Many conservatives, including those in the media, are wondering about a so-called Texas “media infatuation” with Democratic U.S. senatorial candidate Beto O’Rourke.
The Amarillo Globe-News today took note of that “infatuation” in an editorial. The paper stated: While there is a large degree of media infatuation regarding O’Rourke (precisely why is a good question), at least the duo have agreed to a series of debates.

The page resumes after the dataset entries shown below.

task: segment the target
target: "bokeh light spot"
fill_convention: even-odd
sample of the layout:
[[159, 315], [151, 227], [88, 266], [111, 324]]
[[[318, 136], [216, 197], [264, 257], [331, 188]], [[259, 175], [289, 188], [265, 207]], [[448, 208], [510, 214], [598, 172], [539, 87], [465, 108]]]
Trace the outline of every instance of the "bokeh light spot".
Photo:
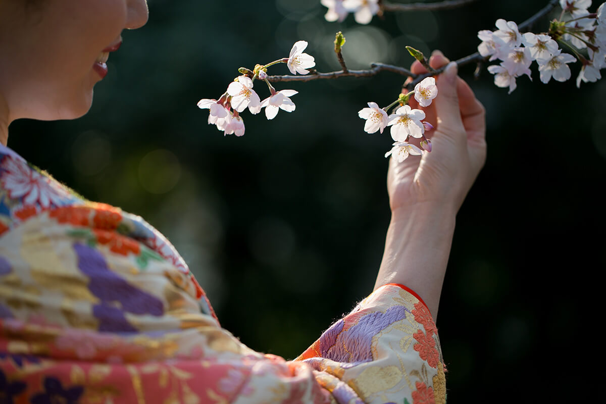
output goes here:
[[164, 194], [173, 189], [181, 175], [181, 166], [171, 151], [158, 149], [139, 164], [139, 180], [148, 192]]

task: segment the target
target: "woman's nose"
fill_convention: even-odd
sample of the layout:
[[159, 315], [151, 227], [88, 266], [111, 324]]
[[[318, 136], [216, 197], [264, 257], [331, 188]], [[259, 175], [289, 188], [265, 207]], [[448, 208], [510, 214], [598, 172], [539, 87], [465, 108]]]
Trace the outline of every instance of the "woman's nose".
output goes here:
[[145, 25], [149, 16], [147, 0], [127, 0], [127, 7], [128, 7], [126, 20], [127, 29], [135, 30]]

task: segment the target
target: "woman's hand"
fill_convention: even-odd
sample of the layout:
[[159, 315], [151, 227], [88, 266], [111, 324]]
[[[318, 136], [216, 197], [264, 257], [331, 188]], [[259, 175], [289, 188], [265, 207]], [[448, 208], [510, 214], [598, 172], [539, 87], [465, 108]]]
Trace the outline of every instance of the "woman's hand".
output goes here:
[[[448, 59], [435, 51], [429, 62], [438, 68]], [[413, 210], [422, 205], [456, 214], [486, 159], [484, 108], [457, 76], [456, 65], [448, 68], [437, 78], [438, 97], [423, 108], [425, 121], [435, 127], [426, 133], [431, 141], [431, 152], [401, 163], [390, 159], [387, 191], [396, 217], [414, 214]], [[427, 72], [418, 61], [411, 70], [415, 74]], [[411, 108], [419, 108], [414, 98], [410, 100]]]
[[[448, 62], [439, 51], [430, 64]], [[412, 71], [426, 71], [419, 62]], [[375, 288], [404, 285], [418, 294], [435, 318], [454, 231], [454, 218], [484, 164], [484, 108], [450, 65], [437, 79], [438, 97], [424, 108], [435, 127], [432, 150], [419, 159], [390, 161], [387, 191], [391, 220]], [[412, 108], [418, 107], [411, 99]]]

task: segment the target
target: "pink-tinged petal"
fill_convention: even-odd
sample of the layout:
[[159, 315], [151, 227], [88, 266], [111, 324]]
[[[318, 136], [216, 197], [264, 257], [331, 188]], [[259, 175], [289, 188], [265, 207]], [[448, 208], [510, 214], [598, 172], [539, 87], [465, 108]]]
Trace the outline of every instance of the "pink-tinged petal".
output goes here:
[[368, 133], [374, 133], [379, 130], [380, 125], [378, 121], [373, 119], [367, 119], [364, 124], [364, 131]]
[[570, 78], [570, 68], [567, 65], [562, 65], [558, 69], [553, 70], [553, 79], [558, 81], [564, 82]]
[[422, 121], [425, 119], [425, 113], [421, 110], [411, 110], [408, 115], [411, 119], [415, 121]]
[[[370, 105], [370, 102], [368, 104]], [[374, 112], [372, 108], [363, 108], [358, 111], [358, 116], [362, 119], [368, 119], [370, 117], [370, 114]]]
[[282, 104], [281, 104], [279, 107], [281, 109], [286, 111], [287, 112], [292, 112], [296, 108], [296, 105], [290, 99], [287, 98]]
[[493, 31], [490, 30], [482, 30], [478, 31], [478, 38], [482, 41], [493, 40]]
[[398, 115], [406, 115], [409, 112], [410, 112], [410, 110], [412, 108], [410, 108], [410, 105], [408, 104], [405, 105], [402, 105], [402, 107], [400, 107], [397, 110], [396, 110], [396, 114]]
[[231, 107], [238, 112], [242, 112], [248, 106], [248, 100], [245, 97], [236, 95], [231, 98]]
[[237, 81], [232, 81], [227, 86], [227, 94], [233, 96], [242, 91], [242, 85]]
[[299, 94], [299, 91], [295, 90], [281, 90], [278, 93], [287, 97], [292, 97], [293, 95]]
[[210, 106], [215, 104], [217, 102], [216, 99], [209, 99], [208, 98], [202, 98], [198, 102], [198, 107], [200, 109], [204, 109], [205, 108], [210, 108]]
[[423, 129], [423, 124], [416, 121], [413, 121], [408, 125], [408, 131], [410, 136], [413, 137], [421, 137], [425, 131]]
[[391, 139], [396, 142], [405, 142], [408, 138], [408, 133], [404, 125], [393, 125], [390, 130]]
[[298, 55], [300, 55], [301, 52], [305, 50], [305, 48], [307, 47], [307, 41], [298, 41], [295, 42], [295, 45], [293, 45], [292, 48], [290, 50], [290, 55], [288, 58], [291, 58]]
[[423, 150], [428, 153], [431, 151], [431, 141], [428, 139], [424, 139], [421, 141], [421, 147]]
[[562, 53], [560, 55], [560, 60], [562, 63], [572, 63], [576, 62], [576, 58], [570, 53]]
[[265, 107], [265, 116], [268, 119], [273, 119], [276, 118], [276, 115], [278, 114], [278, 111], [280, 110], [276, 105], [267, 105]]

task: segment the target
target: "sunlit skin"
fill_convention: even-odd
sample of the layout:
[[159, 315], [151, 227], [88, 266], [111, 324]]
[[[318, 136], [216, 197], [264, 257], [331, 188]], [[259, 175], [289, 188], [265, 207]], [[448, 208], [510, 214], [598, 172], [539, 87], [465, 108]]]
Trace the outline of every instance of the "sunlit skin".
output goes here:
[[[71, 119], [90, 108], [93, 68], [123, 30], [147, 21], [145, 0], [0, 2], [0, 142], [19, 118]], [[110, 56], [111, 58], [111, 55]], [[111, 74], [111, 73], [110, 73]]]

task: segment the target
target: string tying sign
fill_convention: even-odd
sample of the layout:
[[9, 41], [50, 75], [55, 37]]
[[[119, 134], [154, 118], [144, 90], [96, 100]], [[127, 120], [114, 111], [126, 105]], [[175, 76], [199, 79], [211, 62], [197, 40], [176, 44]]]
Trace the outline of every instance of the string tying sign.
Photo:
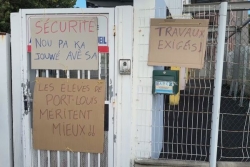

I might have a possible explanation.
But first, let’s examine whether there is, indeed, an infatuation at play any more than there was one when O’Rourke’s Senate foe, Republican incumbent Ted Cruz, took office in 2013. Cruz became an instant media darling not long after taking his seat. It became apparent to many of us that Cruz’s fixation with the media had more to do with personal ambition than anything he sought to do for the state he was elected to represent.
But the media played along. It became something of a joke that the “most dangerous place in Washington was anywhere between Ted Cruz and a TV camera.”
Now he is running for re-election. The media are giving his opponent plenty of coverage as he barnstorms our vast state.
O’Rourke, a Democratic U.S. representative from El Paso, is conducting plenty of what are called “media events.” He takes part in town hall meetings, he makes speeches, he is taking selfies with fans and supporters in places like Pampa, Perryton, Plainview — where Cruz figures to do well on Election Day.
Does this constitute an “infatuation”? No, it doesn’t. It merely suggests that a candidate is doing his public relations advance work that gets the media interested in the first place.
My former colleagues at the Globe-News need to remember that the Cruz Missile did precisely the same thing six years en route to winning a hotly contested Republican primary and then the general election in 2012.
And it only intensified once the man became a U.S. senator.